L'UE scelle l'accord commercial avec les États-Unis après les menaces de nouveaux droits de douane de Trump

Les députés européens ont assoupli les conditions de mise en œuvre après le rejet par les gouvernements de l'UE de mesures de protection plus strictes

EURACTIV.com
Željana Zovko, députée européenne du PPE, et Bernd Lange, député européen du S&D [Photo : Philippe Stirnweiss via Union européenne 2026/PE]

Le Parlement européen et les gouvernements de l’UE se sont mis d’accord mercredi matin sur les modalités de mise en œuvre de ce qu’on appelle l’« accord de Turnberry », le pacte commercial conclu entre Bruxelles et Washington l’été dernier.

En vertu de cet accord, conclu en juillet dernier dans le complexe de golf écossais du président américain Donald Trump, l’UE supprimerait les droits de douane sur des centaines de produits industriels et agricoles américains en échange d’un droit de douane de 15 % sur la plupart des exportations de l’UE vers les États-Unis.

Trump a récemment accusé Bruxelles de traîner les pieds quant à la mise en œuvre de l’accord et a averti l’Union qu’elle devait le mettre en œuvre avant le 4 juillet, sous peine de se voir imposer de nouveaux droits de douane.

Après des heures de négociations à Strasbourg, les législateurs et les États membres de l’UE ont convenu d’ajouter au pacte plusieurs conditions qui vont au-delà de l’accord politique initial.

« Je suis heureux de pouvoir dire que nous avons obtenu un résultat solide qui aura un impact significatif », a déclaré aux journalistes le commissaire européen au Commerce, Maroš Šefčovič.

Le Parlement n’a pas réussi à obtenir la « clause de sunrise » tant discutée, qui aurait subordonné la suspension des droits de douane à la levée par les États-Unis des droits de douane sur l’acier et l’aluminium. Les gouvernements de l’UE se sont opposés à cette mesure.

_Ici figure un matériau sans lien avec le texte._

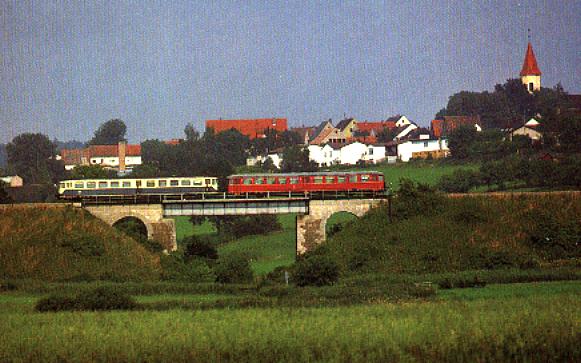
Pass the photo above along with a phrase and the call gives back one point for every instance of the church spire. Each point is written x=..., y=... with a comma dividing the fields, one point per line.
x=530, y=73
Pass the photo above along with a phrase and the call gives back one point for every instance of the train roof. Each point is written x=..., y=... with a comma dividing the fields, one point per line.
x=324, y=173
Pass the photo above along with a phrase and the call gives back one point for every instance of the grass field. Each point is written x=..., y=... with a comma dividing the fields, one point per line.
x=523, y=322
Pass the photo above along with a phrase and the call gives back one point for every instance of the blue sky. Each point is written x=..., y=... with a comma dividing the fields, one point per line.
x=68, y=66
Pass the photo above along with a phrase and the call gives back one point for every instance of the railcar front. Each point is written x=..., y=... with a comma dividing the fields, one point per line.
x=77, y=189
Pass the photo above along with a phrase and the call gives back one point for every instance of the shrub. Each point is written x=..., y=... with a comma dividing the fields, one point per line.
x=233, y=269
x=196, y=247
x=176, y=268
x=56, y=303
x=103, y=298
x=316, y=270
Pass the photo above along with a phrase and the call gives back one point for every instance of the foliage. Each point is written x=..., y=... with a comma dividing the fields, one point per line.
x=296, y=159
x=54, y=243
x=176, y=268
x=32, y=157
x=233, y=268
x=109, y=133
x=197, y=247
x=92, y=172
x=98, y=299
x=316, y=271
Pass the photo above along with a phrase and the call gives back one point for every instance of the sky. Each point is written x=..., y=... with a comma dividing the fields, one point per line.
x=68, y=66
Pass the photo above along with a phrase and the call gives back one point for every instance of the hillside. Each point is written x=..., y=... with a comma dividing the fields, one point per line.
x=454, y=234
x=57, y=243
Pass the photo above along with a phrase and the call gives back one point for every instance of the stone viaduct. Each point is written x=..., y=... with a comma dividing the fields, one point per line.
x=310, y=225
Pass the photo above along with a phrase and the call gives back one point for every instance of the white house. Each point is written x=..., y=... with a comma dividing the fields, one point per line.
x=421, y=148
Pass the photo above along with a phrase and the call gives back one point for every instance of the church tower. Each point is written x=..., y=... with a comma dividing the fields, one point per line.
x=530, y=74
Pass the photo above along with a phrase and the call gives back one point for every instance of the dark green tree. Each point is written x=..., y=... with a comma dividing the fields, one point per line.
x=109, y=133
x=32, y=156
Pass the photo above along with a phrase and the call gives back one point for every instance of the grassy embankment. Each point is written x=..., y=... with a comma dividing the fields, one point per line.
x=56, y=243
x=536, y=322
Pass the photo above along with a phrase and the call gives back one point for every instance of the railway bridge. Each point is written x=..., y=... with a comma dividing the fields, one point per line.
x=312, y=214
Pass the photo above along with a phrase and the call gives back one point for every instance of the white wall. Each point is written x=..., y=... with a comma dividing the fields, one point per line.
x=405, y=150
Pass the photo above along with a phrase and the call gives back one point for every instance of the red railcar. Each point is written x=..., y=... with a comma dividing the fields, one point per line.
x=355, y=181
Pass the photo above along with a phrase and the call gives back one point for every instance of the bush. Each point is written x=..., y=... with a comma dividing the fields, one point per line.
x=101, y=298
x=176, y=268
x=316, y=271
x=233, y=269
x=196, y=247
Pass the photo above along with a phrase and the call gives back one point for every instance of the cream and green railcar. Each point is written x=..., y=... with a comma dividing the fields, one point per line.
x=73, y=189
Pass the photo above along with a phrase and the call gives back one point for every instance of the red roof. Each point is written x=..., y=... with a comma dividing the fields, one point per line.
x=530, y=66
x=375, y=126
x=252, y=128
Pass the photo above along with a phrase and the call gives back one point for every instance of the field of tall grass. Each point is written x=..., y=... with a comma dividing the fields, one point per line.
x=524, y=322
x=59, y=242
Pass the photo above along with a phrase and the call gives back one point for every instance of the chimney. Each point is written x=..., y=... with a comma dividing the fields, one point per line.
x=122, y=150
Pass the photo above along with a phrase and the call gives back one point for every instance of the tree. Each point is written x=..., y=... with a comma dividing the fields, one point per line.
x=91, y=172
x=109, y=133
x=296, y=159
x=32, y=157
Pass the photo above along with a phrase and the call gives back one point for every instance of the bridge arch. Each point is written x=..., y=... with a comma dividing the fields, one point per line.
x=311, y=227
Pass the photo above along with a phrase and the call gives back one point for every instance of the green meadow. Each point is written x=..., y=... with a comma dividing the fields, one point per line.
x=523, y=322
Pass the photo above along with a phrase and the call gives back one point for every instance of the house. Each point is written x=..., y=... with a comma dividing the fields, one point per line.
x=13, y=181
x=422, y=148
x=443, y=126
x=253, y=128
x=121, y=157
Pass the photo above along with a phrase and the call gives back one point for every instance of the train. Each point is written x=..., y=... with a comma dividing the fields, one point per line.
x=77, y=189
x=239, y=184
x=353, y=181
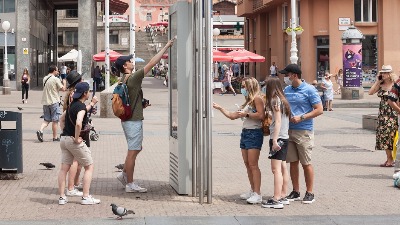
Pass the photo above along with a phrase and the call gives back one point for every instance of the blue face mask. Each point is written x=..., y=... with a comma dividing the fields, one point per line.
x=244, y=92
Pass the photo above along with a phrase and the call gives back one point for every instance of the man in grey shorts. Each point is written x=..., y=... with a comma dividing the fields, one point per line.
x=133, y=127
x=51, y=102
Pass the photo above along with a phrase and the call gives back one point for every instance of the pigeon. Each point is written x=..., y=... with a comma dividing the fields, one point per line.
x=120, y=211
x=48, y=165
x=120, y=166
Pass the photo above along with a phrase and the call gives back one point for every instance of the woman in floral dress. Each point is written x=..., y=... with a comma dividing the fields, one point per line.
x=387, y=117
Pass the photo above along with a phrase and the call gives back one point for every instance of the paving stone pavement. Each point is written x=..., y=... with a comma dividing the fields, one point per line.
x=348, y=180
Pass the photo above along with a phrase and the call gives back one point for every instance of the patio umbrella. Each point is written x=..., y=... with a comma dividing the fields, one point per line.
x=100, y=57
x=245, y=56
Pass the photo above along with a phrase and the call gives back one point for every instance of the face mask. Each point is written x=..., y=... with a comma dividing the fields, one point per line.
x=287, y=81
x=244, y=92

À la place, les négociateurs se sont mis d’accord sur un mécanisme de suspension qui permettrait à l’Union de réimposer des droits de douane si Washington était jugé ne pas respecter l’accord.

Le député européen socialiste Bernd Lange, négociateur en chef du Parlement, a indiqué que les États-Unis auraient jusqu’à la fin de l’année pour suspendre les droits de douane sur les dérivés de l’acier et de l’aluminium introduits après la conclusion de l’accord de Turnberry, faute de quoi les avantages commerciaux pourraient être remis en cause.

Toutefois, cette suspension ne serait pas automatique. Le texte se contente d’habiliter la Commission européenne à adopter des mesures législatives supplémentaires visant à suspendre certaines préférences commerciales après une évaluation politique de la part de l’exécutif européen.

Šefčovič a assuré qu’il insisterait auprès de ses homologues américains sur l’importance de supprimer les droits de douane sur les dérivés de l’acier et de l’aluminium lors des prochaines discussions. « Nous voulons nous assurer que la déclaration commune soit mise en œuvre de manière équitable par les deux parties », a-t-il expliqué.

Le Conseil a également rejeté la demande du Parlement visant à inclure les menaces à l’intégrité territoriale de l’UE, telles que les remarques répétées des États-Unis concernant la prise de contrôle du Groenland, parmi les motifs de suspension de l’accord.

Les négociateurs se sont également mis d’accord sur une date d’expiration fixée à décembre 2029, garantissant ainsi que l’accord restera en vigueur pendant toute la durée du mandat présidentiel actuel de Trump et au-delà des élections au Parlement européen prévues en mai de cette année-là.

L’accord comprend également un mécanisme de sauvegarde permettant à l’UE de réimposer des droits de douane si une enquête de la Commission conclut que l’augmentation des importations américaines en franchise de droits porte préjudice à un secteur économique européen.

Les ambassadeurs de l’UE doivent se pencher sur l’issue des négociations plus tard dans la journée de mercredi. Šefčovič a déclaré qu’il informerait ses homologues américains de l’accord dès que possible.